# Background

Spotify is a digital music streaming service that offers users access to millions of songs, podcasts, and videos from artists all around the world. Started in Sweden in 2006, Spotify has grown exponentially to become one of the leading music streaming platforms globally. As of 2021, it has over 365 million monthly active users, including more than 165 million paying subscribers.

Spotify operates under a freemium model, offering users a basic, ad-supported service for free, while premium subscribers pay for additional features like ad-free listening and offline playback. Spotify's vast catalog, spanning virtually every genre of music, allows users to not only listen to their favorite songs but also discover new music.

### Spotify's Recommender Engine

Spotify's recommender system is one of its defining features. It plays a crucial role in curating personalized content and creating a unique listening experience for each user.
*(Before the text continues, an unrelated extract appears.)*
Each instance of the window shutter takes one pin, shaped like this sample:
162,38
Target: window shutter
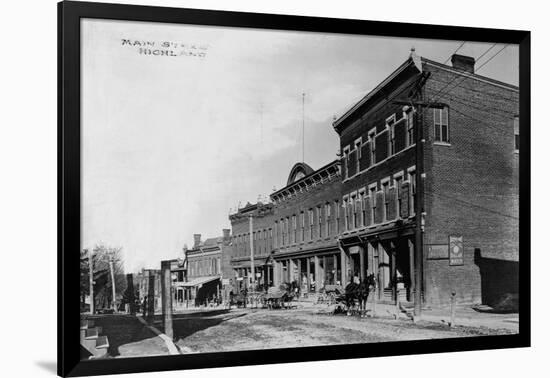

The engine leverages a mixture of collaborative filtering, natural language processing (NLP), audio analysis, and deep learning techniques to recommend songs and artists to users.

Collaborative filtering identifies patterns in user behavior to make recommendations. It operates under the assumption that if users A and B both like song X, and user A also likes song Y, then it's likely that user B will also enjoy song Y.

Natural language processing (NLP) is used to analyze textual data like playlist titles, song descriptions, and artist biographies to extract meaningful patterns and associations.

Audio analysis focuses on the music itself, extracting features like tempo, rhythm, key, and loudness. This approach allows Spotify to recommend songs that are musically similar.

Deep learning, involving complex neural networks, helps Spotify make recommendations by learning from vast amounts of data and recognizing complex patterns. These networks are trained using both explicit feedback (such as likes and skips) and implicit feedback (such as the amount of time a user spends listening to a song or the time of day they listen).

Spotify's personalized playlists, such as Discover Weekly and Daily Mixes, are examples of the recommender engine in action. These playlists, tailored to each user's unique musical tastes and listening habits, exemplify the power of machine learning in creating personalized experiences.

Before we proceed with the workshop, I highly encourage everyone to watch this video to understand Spotify's recommender system in more detail. This will serve as the foundation of recommneder engine and deep learning for the rest of the week. In this video, Spotify's engineers share insights about the complex algorithms and vast datasets that power their recommendation engine.

https://www.youtube.com/watch?v=pGntmcy_HX8

Now, let's dive into the world of recommender systems by creating a simplified version of a music recommendation engine using Spotify's track data!

# Objective

The main objective of this code is to build a song recommendation engine using Spotify dataset. The dataset contains various features of songs such as acousticness, danceability, energy, instrumentalness, liveness, speechiness, and valence.

We will use these features to group or cluster the songs using the KMeans clustering algorithm, a popular machine learning algorithm for cluster analysis. The algorithm aims to partition the songs into clusters in which each song belongs to the cluster with the nearest mean, serving as a prototype of the cluster.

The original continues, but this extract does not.